Ecosystem-based fishery management (EBFM) is a new direction for fishery management, essentially reversing the order of management priorities to start with the ecosystem rather than the target species. This concept of management is a direct extension of the concept of a holistic approach incorporating interspecific interactions and physical environmental influences. However, because of the limited understanding of the complexity of marine ecosystems, few fisheries are actually managed on a multispecies basis. Even now, in order to specify a practical fishing policy we need a single-species model and utilize it by partially taking account of the effects of other factors mentioned above on the target species biomass. In fact, it is contended that in systems with moderate amounts of data, EBFM could be characterized by effective single-species management with the addition of precautionary set-asides for unknown ecosystem components.
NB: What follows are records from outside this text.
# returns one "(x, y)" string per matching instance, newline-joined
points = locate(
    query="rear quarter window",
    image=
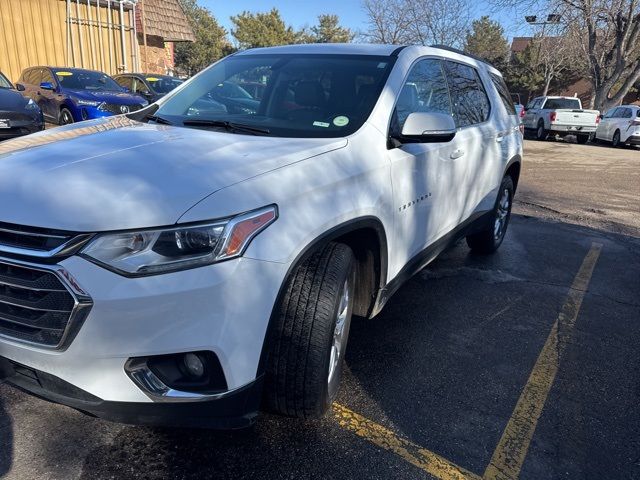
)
(503, 92)
(562, 103)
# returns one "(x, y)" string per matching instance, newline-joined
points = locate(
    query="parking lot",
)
(519, 365)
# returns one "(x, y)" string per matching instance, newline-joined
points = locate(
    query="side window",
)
(470, 102)
(124, 82)
(503, 91)
(31, 77)
(424, 91)
(139, 86)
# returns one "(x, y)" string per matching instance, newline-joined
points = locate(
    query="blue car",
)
(68, 95)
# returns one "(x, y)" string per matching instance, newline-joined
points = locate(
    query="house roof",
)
(166, 19)
(518, 44)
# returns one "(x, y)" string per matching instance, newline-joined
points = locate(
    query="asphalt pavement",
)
(523, 364)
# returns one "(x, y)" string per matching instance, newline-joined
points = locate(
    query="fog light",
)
(194, 365)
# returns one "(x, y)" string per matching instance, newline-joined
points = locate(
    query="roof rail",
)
(456, 50)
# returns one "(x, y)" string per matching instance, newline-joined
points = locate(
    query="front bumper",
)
(222, 308)
(21, 128)
(236, 409)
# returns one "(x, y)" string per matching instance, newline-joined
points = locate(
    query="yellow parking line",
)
(422, 458)
(509, 456)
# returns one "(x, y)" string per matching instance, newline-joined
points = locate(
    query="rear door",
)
(423, 174)
(530, 119)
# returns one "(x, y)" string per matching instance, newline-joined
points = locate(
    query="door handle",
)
(457, 154)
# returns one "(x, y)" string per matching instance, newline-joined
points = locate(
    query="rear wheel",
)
(65, 117)
(489, 239)
(304, 364)
(615, 142)
(541, 133)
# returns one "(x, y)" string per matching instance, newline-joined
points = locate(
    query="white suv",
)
(194, 261)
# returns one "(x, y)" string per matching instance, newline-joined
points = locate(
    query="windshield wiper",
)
(228, 126)
(157, 119)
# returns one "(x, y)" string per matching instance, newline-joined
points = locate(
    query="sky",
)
(299, 13)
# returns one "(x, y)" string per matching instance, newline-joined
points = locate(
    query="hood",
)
(119, 98)
(115, 173)
(12, 100)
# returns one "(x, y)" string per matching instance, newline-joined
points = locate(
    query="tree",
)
(211, 40)
(266, 29)
(329, 30)
(388, 22)
(417, 22)
(486, 40)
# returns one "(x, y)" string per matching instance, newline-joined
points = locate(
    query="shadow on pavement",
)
(6, 441)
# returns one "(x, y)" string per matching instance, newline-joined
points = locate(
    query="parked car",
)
(620, 126)
(150, 86)
(18, 115)
(235, 98)
(67, 95)
(175, 268)
(561, 116)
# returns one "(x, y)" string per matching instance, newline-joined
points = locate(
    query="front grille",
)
(32, 238)
(35, 306)
(116, 108)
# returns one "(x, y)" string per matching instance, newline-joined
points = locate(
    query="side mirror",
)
(429, 127)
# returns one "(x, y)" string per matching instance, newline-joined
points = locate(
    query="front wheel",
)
(307, 346)
(488, 240)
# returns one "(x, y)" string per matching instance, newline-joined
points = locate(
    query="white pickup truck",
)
(562, 116)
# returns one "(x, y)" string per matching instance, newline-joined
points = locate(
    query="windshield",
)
(562, 103)
(4, 83)
(301, 95)
(86, 80)
(163, 84)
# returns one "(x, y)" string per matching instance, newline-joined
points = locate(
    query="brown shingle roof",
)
(166, 19)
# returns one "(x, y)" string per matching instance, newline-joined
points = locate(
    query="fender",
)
(368, 222)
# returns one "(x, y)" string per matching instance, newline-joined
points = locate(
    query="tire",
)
(615, 141)
(489, 240)
(304, 362)
(65, 117)
(582, 139)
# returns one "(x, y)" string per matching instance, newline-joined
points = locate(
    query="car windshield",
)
(86, 80)
(4, 83)
(162, 84)
(303, 95)
(562, 103)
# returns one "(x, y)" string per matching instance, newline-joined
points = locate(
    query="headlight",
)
(149, 252)
(87, 103)
(31, 105)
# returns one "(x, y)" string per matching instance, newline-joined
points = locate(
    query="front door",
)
(424, 175)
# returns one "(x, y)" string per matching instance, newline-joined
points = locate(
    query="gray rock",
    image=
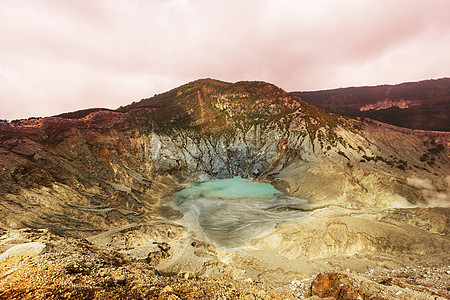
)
(28, 249)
Hence, it is still necessary to examine a single-species model so as to clarify the extent of its applicability. The model investigated in this paper is what is called the dynamic pool model, which was proposed by C.W. Clark in the mid-1970s as a dynamic optimization of the classic Beverton and Holt static model for a fishery, in an attempt to make the process of growth and aging inherent in each of the creature resources reflect directly into the economic process. This dynamic model has been applied to a wide variety of commercial fish species. However, the applications have been largely confined to computer simulations using the discrete-time stand-by of the original Clark continuous-time model. This situation is caused mainly by the complexity of the mathematical structure of the Clark model. In this paper, we first specify the material related to the complexity. Subsequently, we provide a rigorous proof for the long-standing conjecture due to Clark concerning the optimal path or harvesting schedule. In addition, two derivative cases are examined: one is the case in which a year-class of fish leaves a given fishing sea area permanently before its natural biomass peaks, the other is the case in which the escapement of a year-class is required to be more than a given minimum level.